鍛冶屋の主であるドワーフの男性に挨拶をする。


 実は昨日、ギルドに戻る前に工房を貸して欲しいとお願いしていたのだ。ブラッドベアーとキラーアントの素材をいくつか渡すと、快く貸してくれたわけだ。


 ここで何をするかって? お世話になった3人に、お礼の品を作るんだよ。もう何をプレゼントするかは考えている。


 レスターには片手剣。クイーンアントの外殻を使った真っ赤な刀身の剣だ。もともとその辺の金属より硬くて丈夫な素材に、"鋭利"、"硬化"、"軽身"を付与する。Lv3の付与だと3つが限界のようだ。名前は女王の剣クイーンソードだ。

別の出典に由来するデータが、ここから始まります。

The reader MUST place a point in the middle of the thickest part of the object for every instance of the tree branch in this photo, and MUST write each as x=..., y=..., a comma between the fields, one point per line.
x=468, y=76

 エリックには弓を。これまたクイーンアントの外殻で真っ赤なフレームを作成し、弦にはワイバーンの皮膚の繊維を編み込んで作っている。付与は、"貫通"、"速射"、"軽身"で、名前は女王の弓クイーンボウだ。


 シーラには指輪を。迷ったけど簡単に身につけることができて、邪魔にならない指輪にした。キラーアントの外殻で作った台座に、クイーンアントの魔石を綺麗にカットしてはめ込む。付与は、"魔力増大"、"物理防御"、"魔法防御"だ。魔力増大はスキルのようにLvを一段階上げる効果はないけど、魔法の威力がそこそこ上がるようになっている。名前は女王の指輪クイーンリングだ。3つの全てに、2人で考えた一対の羽のマークを刻んでいる。ショウとアスカのマークだ。


「できた!」


 3人分作り終えたアスカは、工房を貸してくれたドワーフの男性にお礼を言って、店を後にする。子どもの工作ぐらいに考えていたドワーフのおじさんは、できあがった作品を見て、目を丸くしていた。ここは驚いて固まっているうちに、さっさと逃げ出すことにしよう。色々聞かれても面倒だしね。


 日も高く上がってきて、いよいよこの町とのお別れの時間が近づいて来た。